一、FFmpeg 安装教程(Windows 系统)

下载地址:Download FFmpeg

  1. 下载安装包
    访问 FFmpeg 官网,点击 Windows builds from gyan.dev。
    在 Release Builds 区域选择最新版本(如 ffmpeg-7.0.2-essentials_build.zip):
    Essentials:基础功能版(推荐)。
    Full:完整功能版(需更多存储空间)。

  2. 解压文件
    解压下载的压缩包到非系统盘(如 D:\Programs\ffmpeg),避免占用 C 盘空间。
    解压后的目录结构:
    ├── bin # 核心可执行文件(ffmpeg.exe、ffplay.exe、ffprobe.exe)
    ├── doc # 文档
    └── presets # 预设编码方案

  3. 配置环境变量
    右键 此电脑 → 属性 → 高级系统设置 → 环境变量。
    在 系统变量 中找到 Path → 点击 编辑 → 新建 → 输入 D:\Programs\ffmpeg\bin(替换为你的实际路径)。
    连续点击 确定 保存设置。

  4. 验证安装
    打开命令行窗口(Win+R → 输入 cmd),执行:

ffmpeg -version

若显示版本信息(如 ffmpeg version 7.0.2),则安装成功

二、FFmpeg 基础使用教程
  1. 常用命令格式
    ffmpeg [全局参数] -i [输入文件] [输出参数] [输出文件]

  2. 基础功能示例

  • 视频转码(MP4 → MKV)

    ffmpeg -i input.mp4 -c:v libx264 -c:a aac output.mkv
    
  • 调整分辨率(1080p → 480p)

    ffmpeg -i input.mp4 -vf scale=854:480 output.mp4
    
  • 提取音频

    ffmpeg -i input.mp4 -vn -c:a copy output.aac
    

    ​ -vn:忽略视频流。

    ffmpeg -i input.mp4 -ss 00:01:00 -to 00:02:30 -c:v copy -c:a copy output.mp4
    
  • 剪切视频片段(截取 00:01:00 到 00:02:30)

ffmpeg -i input.mp4 -c:v libx264 -c:a aac output.mkv

​ -c:v:视频编码器(如 libx265 为 H.265)。
​ -c:a:音频编码器(如 mp3)。

Java代码实现
 <dependency>
            <groupId>ws.schild</groupId>
            <artifactId>jave-all-deps</artifactId>
            <version>3.0.1</version>
        </dependency>
public File convertAudioFormat(File source, File target)

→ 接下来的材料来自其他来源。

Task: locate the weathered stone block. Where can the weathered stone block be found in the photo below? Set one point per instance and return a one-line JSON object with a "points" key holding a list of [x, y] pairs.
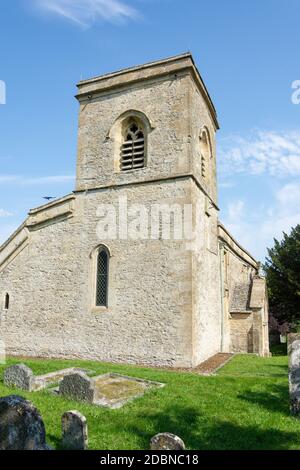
{"points": [[294, 372], [19, 376], [166, 441], [21, 425], [78, 387], [74, 431]]}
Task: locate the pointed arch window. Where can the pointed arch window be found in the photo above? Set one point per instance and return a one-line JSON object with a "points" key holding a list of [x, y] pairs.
{"points": [[102, 278], [133, 147]]}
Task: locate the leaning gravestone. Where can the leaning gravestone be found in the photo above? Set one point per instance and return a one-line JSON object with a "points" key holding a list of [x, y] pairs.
{"points": [[294, 372], [74, 431], [19, 376], [21, 425], [78, 387], [166, 441]]}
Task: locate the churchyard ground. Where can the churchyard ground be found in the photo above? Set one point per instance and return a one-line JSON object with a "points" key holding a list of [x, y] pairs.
{"points": [[245, 406]]}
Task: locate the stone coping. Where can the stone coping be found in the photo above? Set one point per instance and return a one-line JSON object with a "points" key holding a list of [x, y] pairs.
{"points": [[21, 376], [110, 390]]}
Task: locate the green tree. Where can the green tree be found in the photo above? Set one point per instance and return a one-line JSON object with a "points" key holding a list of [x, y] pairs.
{"points": [[282, 270]]}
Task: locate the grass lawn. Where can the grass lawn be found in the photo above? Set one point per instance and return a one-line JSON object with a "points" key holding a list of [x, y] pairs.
{"points": [[246, 406]]}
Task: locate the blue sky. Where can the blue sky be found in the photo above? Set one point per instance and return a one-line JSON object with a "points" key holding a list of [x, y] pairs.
{"points": [[246, 51]]}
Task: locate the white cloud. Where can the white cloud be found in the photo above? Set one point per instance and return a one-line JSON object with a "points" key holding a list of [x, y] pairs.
{"points": [[39, 180], [235, 209], [4, 213], [262, 152], [256, 229], [86, 12]]}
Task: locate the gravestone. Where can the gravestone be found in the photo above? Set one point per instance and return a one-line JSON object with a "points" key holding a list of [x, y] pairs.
{"points": [[166, 441], [78, 387], [19, 376], [74, 431], [21, 425], [294, 372]]}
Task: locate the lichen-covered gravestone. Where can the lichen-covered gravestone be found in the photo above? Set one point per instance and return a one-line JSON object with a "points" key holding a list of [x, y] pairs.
{"points": [[21, 425], [294, 373], [19, 376], [166, 441], [74, 431], [78, 387]]}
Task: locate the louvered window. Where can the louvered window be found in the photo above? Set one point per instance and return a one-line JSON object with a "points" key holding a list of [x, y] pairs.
{"points": [[133, 149], [102, 279]]}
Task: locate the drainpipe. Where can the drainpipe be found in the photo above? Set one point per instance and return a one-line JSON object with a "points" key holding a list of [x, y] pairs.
{"points": [[222, 295]]}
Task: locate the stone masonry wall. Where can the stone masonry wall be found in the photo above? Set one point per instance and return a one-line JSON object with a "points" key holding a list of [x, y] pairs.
{"points": [[150, 289]]}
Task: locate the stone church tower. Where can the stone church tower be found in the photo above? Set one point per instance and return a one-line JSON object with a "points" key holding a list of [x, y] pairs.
{"points": [[82, 278]]}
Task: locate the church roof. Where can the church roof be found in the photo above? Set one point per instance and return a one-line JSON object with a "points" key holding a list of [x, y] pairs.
{"points": [[147, 71]]}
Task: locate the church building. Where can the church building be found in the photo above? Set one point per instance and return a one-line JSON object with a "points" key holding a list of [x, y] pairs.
{"points": [[134, 266]]}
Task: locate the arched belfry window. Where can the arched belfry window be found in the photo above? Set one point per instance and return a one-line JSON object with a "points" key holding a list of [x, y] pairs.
{"points": [[102, 278], [133, 147], [205, 149]]}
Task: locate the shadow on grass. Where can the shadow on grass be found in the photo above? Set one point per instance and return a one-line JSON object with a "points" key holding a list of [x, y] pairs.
{"points": [[279, 349], [202, 434], [276, 399]]}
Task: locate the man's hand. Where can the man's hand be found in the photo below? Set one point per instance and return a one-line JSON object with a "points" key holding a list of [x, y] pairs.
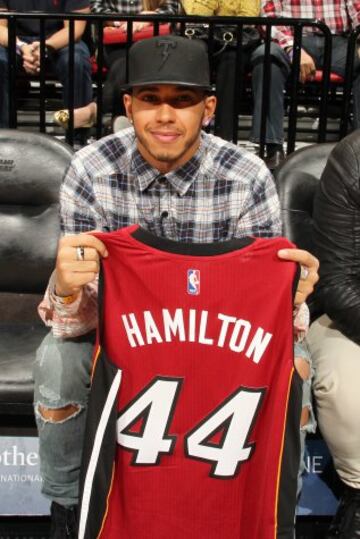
{"points": [[309, 277], [73, 273], [307, 67], [30, 62]]}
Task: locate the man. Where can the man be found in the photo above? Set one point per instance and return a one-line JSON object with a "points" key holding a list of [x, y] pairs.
{"points": [[166, 175], [57, 51], [341, 16], [334, 338]]}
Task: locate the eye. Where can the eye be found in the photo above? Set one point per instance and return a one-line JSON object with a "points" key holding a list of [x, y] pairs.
{"points": [[149, 98]]}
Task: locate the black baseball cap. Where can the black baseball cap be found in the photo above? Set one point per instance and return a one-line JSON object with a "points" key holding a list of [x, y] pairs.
{"points": [[169, 60]]}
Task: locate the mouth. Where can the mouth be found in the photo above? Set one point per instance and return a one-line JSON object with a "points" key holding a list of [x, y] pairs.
{"points": [[165, 136]]}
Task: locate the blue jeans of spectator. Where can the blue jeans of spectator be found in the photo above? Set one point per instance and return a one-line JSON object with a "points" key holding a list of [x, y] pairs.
{"points": [[62, 377], [280, 70], [58, 62]]}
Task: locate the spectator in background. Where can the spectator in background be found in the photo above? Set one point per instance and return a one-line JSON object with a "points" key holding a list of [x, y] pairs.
{"points": [[334, 338], [225, 61], [341, 16], [57, 40], [115, 56]]}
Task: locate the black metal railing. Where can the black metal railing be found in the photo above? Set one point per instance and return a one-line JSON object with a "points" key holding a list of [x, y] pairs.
{"points": [[96, 23]]}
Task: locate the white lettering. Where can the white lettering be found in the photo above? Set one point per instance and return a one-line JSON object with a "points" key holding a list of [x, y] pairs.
{"points": [[151, 329], [173, 325], [226, 320], [132, 330], [258, 345], [245, 326], [202, 331]]}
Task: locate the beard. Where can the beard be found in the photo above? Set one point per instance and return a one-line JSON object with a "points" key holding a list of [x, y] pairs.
{"points": [[167, 155]]}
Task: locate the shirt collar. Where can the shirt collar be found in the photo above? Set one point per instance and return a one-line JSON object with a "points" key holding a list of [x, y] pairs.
{"points": [[180, 179]]}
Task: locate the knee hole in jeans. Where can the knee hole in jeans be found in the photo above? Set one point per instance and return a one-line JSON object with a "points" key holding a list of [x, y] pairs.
{"points": [[58, 415]]}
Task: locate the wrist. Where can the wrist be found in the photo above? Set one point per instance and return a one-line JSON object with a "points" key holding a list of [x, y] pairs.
{"points": [[19, 46], [64, 297]]}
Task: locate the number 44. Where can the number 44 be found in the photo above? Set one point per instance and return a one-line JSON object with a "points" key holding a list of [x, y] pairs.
{"points": [[155, 406]]}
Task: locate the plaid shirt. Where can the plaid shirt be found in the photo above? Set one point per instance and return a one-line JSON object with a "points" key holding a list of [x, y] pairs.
{"points": [[341, 16], [133, 7], [222, 192]]}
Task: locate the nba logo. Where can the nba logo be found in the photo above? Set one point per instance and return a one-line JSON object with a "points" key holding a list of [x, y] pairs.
{"points": [[193, 286]]}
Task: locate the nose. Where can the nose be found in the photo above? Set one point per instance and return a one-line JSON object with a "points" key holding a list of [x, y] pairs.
{"points": [[165, 113]]}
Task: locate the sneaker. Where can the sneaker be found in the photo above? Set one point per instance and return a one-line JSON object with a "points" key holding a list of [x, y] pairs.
{"points": [[63, 522], [346, 522]]}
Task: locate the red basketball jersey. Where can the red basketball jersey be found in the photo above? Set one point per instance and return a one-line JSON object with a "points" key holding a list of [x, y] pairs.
{"points": [[194, 413]]}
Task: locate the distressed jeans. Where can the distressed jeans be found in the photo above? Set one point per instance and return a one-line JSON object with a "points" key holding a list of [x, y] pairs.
{"points": [[62, 377]]}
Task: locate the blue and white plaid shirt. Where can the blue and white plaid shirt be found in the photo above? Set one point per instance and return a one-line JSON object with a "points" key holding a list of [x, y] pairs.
{"points": [[221, 193]]}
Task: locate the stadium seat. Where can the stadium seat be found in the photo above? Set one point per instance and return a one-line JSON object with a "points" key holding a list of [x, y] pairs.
{"points": [[296, 182], [32, 166]]}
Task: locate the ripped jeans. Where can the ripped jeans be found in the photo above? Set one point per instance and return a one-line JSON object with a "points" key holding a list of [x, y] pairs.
{"points": [[62, 377]]}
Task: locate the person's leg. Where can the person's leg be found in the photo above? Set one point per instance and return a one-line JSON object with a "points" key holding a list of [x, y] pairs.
{"points": [[82, 73], [338, 65], [307, 422], [4, 88], [225, 93], [280, 69], [62, 382], [336, 390]]}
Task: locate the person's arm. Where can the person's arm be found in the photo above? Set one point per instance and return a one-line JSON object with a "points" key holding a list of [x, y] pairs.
{"points": [[69, 306], [198, 7], [60, 39], [337, 236]]}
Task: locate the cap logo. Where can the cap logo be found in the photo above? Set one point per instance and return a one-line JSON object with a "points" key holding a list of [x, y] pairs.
{"points": [[166, 46]]}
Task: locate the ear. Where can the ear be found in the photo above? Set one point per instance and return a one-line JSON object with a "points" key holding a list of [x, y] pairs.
{"points": [[127, 100], [209, 109]]}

            throws EncoderException {

        // 转换参数
        AudioAttributes audio = new AudioAttributes();
        // 设置 WAV 文件编码
        audio.setCodec("pcm_s16le");

        EncodingAttributes attrs = new EncodingAttributes();
        // 输出格式是 WAV
        attrs.setOutputFormat("wav");

        attrs.setAudioAttributes(audio);

        Encoder encoder = new Encoder();
        encoder.encode(new MultimediaObject(source),target,attrs);

        System.out.println("转换完成!");


        return target;
    }

asr接口

后端
public AjaxResult uploadMedia(MultipartFile file) {
        //上传未转化格式的文件
        Map map = new HashMap();
        map.put("companyName",SecurityUtils.getCompany());
        String jsonString = JSONObject.toJSONString(map);
        R<SysFile> sysFileR = remoteFileService.uploadAudio(file, jsonString);
        System.out.println(sysFileR.getData().getUrl());
        //将钉钉上传的录音文件ogg转化为amr,最终删除ogg文件
        String oriFilePath = sysFileR.getData().getUrl();
        String filePath = oriFilePath.replace("ogg","amr");
        File inputFile = new File(oriFilePath);
        File outputFile = new File(filePath);
        try {
            outputFile = convertAudioFormat(inputFile,outputFile);
            inputFile.delete();
        } catch (EncoderException e) {
            throw new RuntimeException(e);
        }
        //将录音文件上传,进行asr识别
        try {
            String body = uploadMediaToDingTalk(filePath);
            JSONObject jsonObject = JSONObject.parseObject(body);
            String mediaId = Objects.toString(jsonObject.get("media_id"),"");
            if(!"".equals(mediaId)){
                String retValue = asrResponse(mediaId);
                JSONObject jsonObject1 = JSONObject.parseObject(retValue);
                String code = jsonObject.getString("errcode");
                if(code.equals("0")){
                    jsonObject1.put("filePath",filePath);
                    jsonObject1.put("media_id",mediaId);
                    return AjaxResult.success(jsonObject1);
                }else{
                    return AjaxResult.error(jsonObject1.getString("errmsg"));
                }
            }
            System.out.println(body);
            return AjaxResult.error("文件上传失败");
        } catch (Exception e) {
           return AjaxResult.error(e.getMessage());
        }
    }

上传录音文件(上传录音文件,我们需要使用multipart/form-data POST上传文件)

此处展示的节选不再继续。